Das Chronicon des Konrad Pellikan aus Rufach, das er für seinen Sohn und seine Enkel verfasst hat. 1544.

Traduction (Allemand)

Traduction: Clemens Schlip (französischer Originaltext der Anmerkungen von Kevin Bovier)


Konrad Pellikan wünscht seinem Sohn Samuel mit väterlicher Empfindung Furcht gegenüber Gott, weil sie der Beginn der heilbringenden Weisheit ist – welche durch den heiligen Geist vermehrt wird durch das heilige Studium des Gotteswortes –, zusammen mit dem wohlriechenden Ruf, Tugenden und Verdienste zu besitzen, ein mässiges Vermögen und eine Nachkommenschaft, die Gott und den Menschen lieb und gefällig ist, zum Ruhme des besten und grössten Gottes und zum Heile der Nachkommen und Deiner Heimat, die auch die meine ist. Weil ich will, dass Du bekommst, was mir zu meinem Bedauern geraubt worden ist, die Geschichte Deiner Vorfahren, ihr Geschlecht, ihre Studien, Wohnorte und Schicksale – und dies zu Deiner Belehrung und der unserer Nachkommen (wenn der Herr, was ich wünsche, es für angemessen halten wird, uns fromme und dem Heile der Nächsten und dem Ruhme Gottes nützliche Nachkommen zu schenken), zu Deiner und ihrer Ermahnung und als Vorbilder für guten Taten –; damit auch Du Dich konsequent bemühst und ermunterst, in Deiner Lebenszeit gleichermassen aufmerksam zu sein, Dir Anmerkungen zu machen und sie zur Kenntnisnahme durch Deine Nachkommen als Exempel aufzuschreiben, als heiliges und nützliche Erinnerung, nicht als Gegenstand zum Angeben für die Väter, sondern als Gegenstand für den Unterricht der Söhne; derartiges müssten gelehrte Vorfahren und ihre Nachkommen versuchen. Das haben die Gelehrten, die im Zölibat leben, bisher nicht vermocht; anderenfalls hätten ihre Söhne sehr viele Tugendexempel von ihren Vätern empfangen, und man hätte sich nicht nur um die aus Reichtümern bestehende Erbschaft gekümmert, sondern hätte vielmehr den heiligen Unterricht auf die Nachkommenschaft ausgedehnt.

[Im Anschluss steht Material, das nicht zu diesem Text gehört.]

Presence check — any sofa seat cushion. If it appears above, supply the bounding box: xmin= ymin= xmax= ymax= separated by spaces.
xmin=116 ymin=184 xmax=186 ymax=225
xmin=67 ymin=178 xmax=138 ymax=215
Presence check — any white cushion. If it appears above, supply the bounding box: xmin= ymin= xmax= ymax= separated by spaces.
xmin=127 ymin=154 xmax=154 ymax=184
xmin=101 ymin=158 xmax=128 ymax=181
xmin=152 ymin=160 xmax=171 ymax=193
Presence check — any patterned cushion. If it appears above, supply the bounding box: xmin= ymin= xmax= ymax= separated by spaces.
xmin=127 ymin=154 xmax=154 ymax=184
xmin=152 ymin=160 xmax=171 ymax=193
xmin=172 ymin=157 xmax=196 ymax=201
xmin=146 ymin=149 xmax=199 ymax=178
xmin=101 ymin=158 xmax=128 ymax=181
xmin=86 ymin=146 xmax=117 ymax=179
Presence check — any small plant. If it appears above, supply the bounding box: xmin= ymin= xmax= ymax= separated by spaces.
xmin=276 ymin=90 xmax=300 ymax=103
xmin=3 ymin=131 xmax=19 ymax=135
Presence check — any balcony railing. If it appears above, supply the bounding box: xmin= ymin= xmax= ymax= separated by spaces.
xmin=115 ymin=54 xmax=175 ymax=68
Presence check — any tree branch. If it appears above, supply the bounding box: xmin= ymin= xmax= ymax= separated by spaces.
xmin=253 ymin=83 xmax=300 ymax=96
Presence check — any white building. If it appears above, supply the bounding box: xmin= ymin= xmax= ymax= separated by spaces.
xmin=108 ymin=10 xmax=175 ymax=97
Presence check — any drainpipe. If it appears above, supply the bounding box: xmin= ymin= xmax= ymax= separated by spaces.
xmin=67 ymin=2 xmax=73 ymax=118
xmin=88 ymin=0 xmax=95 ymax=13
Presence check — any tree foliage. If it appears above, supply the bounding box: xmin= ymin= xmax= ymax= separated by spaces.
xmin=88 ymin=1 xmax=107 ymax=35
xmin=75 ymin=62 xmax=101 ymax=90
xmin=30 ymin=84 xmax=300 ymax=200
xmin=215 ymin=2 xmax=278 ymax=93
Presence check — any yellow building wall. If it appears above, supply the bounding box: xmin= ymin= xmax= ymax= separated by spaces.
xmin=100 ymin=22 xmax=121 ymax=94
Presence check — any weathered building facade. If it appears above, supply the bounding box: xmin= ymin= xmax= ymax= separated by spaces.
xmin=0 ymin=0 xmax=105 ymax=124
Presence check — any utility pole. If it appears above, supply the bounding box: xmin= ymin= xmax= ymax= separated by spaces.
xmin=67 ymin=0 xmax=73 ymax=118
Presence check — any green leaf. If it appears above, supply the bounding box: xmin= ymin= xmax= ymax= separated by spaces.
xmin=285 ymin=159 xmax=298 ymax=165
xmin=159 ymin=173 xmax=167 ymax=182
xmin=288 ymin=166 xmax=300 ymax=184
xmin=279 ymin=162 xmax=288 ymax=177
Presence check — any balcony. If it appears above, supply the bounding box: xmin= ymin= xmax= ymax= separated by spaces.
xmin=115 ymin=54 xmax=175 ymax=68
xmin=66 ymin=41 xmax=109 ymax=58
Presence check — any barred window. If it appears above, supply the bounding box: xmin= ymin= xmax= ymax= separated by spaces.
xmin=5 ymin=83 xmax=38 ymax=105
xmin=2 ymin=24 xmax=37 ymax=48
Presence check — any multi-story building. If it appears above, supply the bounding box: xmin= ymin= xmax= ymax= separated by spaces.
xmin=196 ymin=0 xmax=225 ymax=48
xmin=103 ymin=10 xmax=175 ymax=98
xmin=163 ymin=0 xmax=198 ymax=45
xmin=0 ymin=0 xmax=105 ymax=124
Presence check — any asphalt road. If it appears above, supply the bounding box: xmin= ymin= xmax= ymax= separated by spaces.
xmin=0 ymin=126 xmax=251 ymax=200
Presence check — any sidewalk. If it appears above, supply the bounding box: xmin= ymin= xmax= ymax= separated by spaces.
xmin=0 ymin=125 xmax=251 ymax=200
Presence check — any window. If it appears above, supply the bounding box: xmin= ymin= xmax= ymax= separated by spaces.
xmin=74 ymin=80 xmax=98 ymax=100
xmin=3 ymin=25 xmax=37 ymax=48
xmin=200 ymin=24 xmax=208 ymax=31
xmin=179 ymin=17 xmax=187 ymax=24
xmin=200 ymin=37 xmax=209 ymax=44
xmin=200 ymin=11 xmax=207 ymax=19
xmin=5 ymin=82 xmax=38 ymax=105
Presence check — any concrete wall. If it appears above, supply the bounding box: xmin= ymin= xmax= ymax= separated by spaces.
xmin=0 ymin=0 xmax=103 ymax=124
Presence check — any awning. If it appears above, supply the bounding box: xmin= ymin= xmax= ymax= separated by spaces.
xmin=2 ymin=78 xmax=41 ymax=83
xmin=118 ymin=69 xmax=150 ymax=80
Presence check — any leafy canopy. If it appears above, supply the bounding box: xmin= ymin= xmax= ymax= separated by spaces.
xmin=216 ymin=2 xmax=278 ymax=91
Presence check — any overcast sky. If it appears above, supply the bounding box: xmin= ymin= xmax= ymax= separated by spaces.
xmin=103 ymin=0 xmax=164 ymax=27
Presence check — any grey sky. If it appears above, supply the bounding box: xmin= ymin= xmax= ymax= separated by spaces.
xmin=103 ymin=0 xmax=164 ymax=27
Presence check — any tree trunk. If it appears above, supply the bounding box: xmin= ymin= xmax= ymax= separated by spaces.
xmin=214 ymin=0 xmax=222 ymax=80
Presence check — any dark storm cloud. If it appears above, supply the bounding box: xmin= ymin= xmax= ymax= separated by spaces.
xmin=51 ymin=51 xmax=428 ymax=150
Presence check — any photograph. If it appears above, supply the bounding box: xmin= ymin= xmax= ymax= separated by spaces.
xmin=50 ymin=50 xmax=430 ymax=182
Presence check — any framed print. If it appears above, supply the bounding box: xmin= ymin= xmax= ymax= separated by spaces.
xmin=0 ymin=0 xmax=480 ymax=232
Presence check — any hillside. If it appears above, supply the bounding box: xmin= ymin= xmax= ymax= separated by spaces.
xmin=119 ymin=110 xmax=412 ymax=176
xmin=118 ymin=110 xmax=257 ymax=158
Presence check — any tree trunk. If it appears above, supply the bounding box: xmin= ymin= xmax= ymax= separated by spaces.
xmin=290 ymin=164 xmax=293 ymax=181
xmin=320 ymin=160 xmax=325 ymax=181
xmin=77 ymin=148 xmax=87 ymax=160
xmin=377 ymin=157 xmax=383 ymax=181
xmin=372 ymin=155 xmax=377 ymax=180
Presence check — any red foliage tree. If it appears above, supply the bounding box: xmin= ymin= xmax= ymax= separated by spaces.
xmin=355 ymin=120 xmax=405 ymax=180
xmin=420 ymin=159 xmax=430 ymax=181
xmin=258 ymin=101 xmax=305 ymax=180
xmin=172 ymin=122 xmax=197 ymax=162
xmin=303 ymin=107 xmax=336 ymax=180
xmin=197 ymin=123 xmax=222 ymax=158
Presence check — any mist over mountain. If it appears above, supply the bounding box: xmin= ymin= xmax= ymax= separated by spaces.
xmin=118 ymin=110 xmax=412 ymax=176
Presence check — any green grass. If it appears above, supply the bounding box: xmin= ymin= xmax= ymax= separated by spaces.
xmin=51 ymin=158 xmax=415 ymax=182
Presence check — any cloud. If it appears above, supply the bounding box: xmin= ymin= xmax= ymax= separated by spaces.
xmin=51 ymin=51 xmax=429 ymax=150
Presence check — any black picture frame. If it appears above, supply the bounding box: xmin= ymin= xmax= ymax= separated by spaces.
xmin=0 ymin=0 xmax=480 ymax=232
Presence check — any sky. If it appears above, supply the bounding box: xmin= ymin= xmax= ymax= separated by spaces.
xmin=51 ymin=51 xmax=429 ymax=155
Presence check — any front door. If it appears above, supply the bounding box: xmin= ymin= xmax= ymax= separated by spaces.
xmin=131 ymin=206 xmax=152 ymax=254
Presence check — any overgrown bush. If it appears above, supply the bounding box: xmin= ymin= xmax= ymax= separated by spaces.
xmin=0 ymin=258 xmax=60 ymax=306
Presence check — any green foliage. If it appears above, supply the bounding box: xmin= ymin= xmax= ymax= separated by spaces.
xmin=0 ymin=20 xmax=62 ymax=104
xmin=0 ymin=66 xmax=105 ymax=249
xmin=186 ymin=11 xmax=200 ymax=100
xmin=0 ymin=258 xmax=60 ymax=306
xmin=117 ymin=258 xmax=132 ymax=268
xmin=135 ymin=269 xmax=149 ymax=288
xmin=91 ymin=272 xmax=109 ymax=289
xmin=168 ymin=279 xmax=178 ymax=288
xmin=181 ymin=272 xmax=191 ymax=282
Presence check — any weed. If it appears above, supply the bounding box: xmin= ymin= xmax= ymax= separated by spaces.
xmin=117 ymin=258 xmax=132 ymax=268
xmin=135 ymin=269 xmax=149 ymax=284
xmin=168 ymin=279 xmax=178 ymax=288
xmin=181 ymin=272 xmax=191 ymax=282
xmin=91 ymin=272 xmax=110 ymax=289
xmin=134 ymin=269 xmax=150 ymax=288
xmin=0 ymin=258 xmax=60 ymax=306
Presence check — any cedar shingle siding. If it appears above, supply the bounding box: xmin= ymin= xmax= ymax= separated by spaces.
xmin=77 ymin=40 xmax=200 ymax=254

Als Greis im 66. Lebensjahr habe ich beschlossen, dies mit Dir zu tun, allerliebster Sohn, nachdem ich viel geschrieben habe, was Deinem Nutzen diente, wovon ich aber beschlossen habe, dass es nicht öffentlich gemacht werden soll, sondern nur Dir und unseren Bekannten mitgeteilt werden soll, damit ihr Fortschritte macht in der heiligen Religion, auf die alleine ich seit nun schon gut fünfzig Jahren Acht gegeben habe. Die weltlichen Wissenschaften habe ich jedenfalls nur gekostet, wobei ich nichts verachtete, aber sie immer hinter die Theologie stellte, weil ich von Jugend an verstanden habe, dass ich ihr von Gott geweiht worden bin. Ich habe verstanden, dass ihr Niessbrauch mir dank der Gnade Gottes viel genutzt hat bis in mein Greisenalter und die Zeit der Altersschwäche hinein, so dass Gott mich nie verlassen hat. Im Gegenteil, er hat mich als eifrigen Bewunderer seines Wortes gehalten und gerettet vor vielen Unglücksfällen in dieser Welt und hat mich zu einem angenehmen Leben befördert, ausreichend glücklich durch seine Gnade; dies hat er allen versprochen, die seinen Namen lieben und Tag und Nacht über sein Gesetz nachsinnen. Obwohl ich aber gemäss dem allgemein verbreiteten Vorbild vieler Menschen, mit denen ich zusammengelebt habe, einen sehr grossen Teil meiner Zeit mit eitlen Angelegenheiten und Studien verschwendet habe, habe ich im Vergleich mit anderen nicht wenig Anstrengung auf die heilige Religion verwendet und im Hinblick auf meine Berufung ausreichende Fortschritte gemacht, meine Berufung, der ich hinlänglich gefolgt bin, aber sorgfältig über das hinlängliche Mass hinaus, da mich die Missgunst der Zeitläufte nicht wenig daran hinderte. Deine Zeit ist für Dich glücklicher aufgestrahlt, was das Studium der Wissenschaften betrifft; hoffentlich wird Dir in gleicher Weise auch ein unschuldsvolles Leben zuteil und ein ruhiger Friede, wie sie mir durch Gottes Geschenk und Gnade zuteil geworden sind, wofür ich Gott Dank schulde und ihm nach Kräften danke.

[…]

Im gleichen Folgejahr [=1502] hatte Johannes Amerbach, den man den Älteren nennt, damit begonnen, die Gesammelten Werke des heiligen Augustinus zu drucken, und er hatte dafür auf die Hilfe, die Mitteilungen und die Arbeit eines gewissen hochgelehrten Herrn Augustin Dodus zurückgegriffen, eines Chorherrn an St. Leonhard, der begonnen hatte, Inhaltsangaben zu den einzelnen Büchern des heiligen Augustinus zu verfassen, aber wurde von der Pest befallen und stellte die Arbeit nicht fertig, sondern überliess es anderen, sich eifrig dieser Aufgabe zu widmen. Es gab einen hervorragenden Prediger und hochgelehrten Minoriten, Franziskus Wyler aus Basel, einen angeheiraten Verwandten Amerbachs, und diesen gewann er für die Aufgabe, kurze Inhaltsangaben zu liefern (und zwar nicht nur zu den Büchern, sondern zu den einzelnen Kapiteln).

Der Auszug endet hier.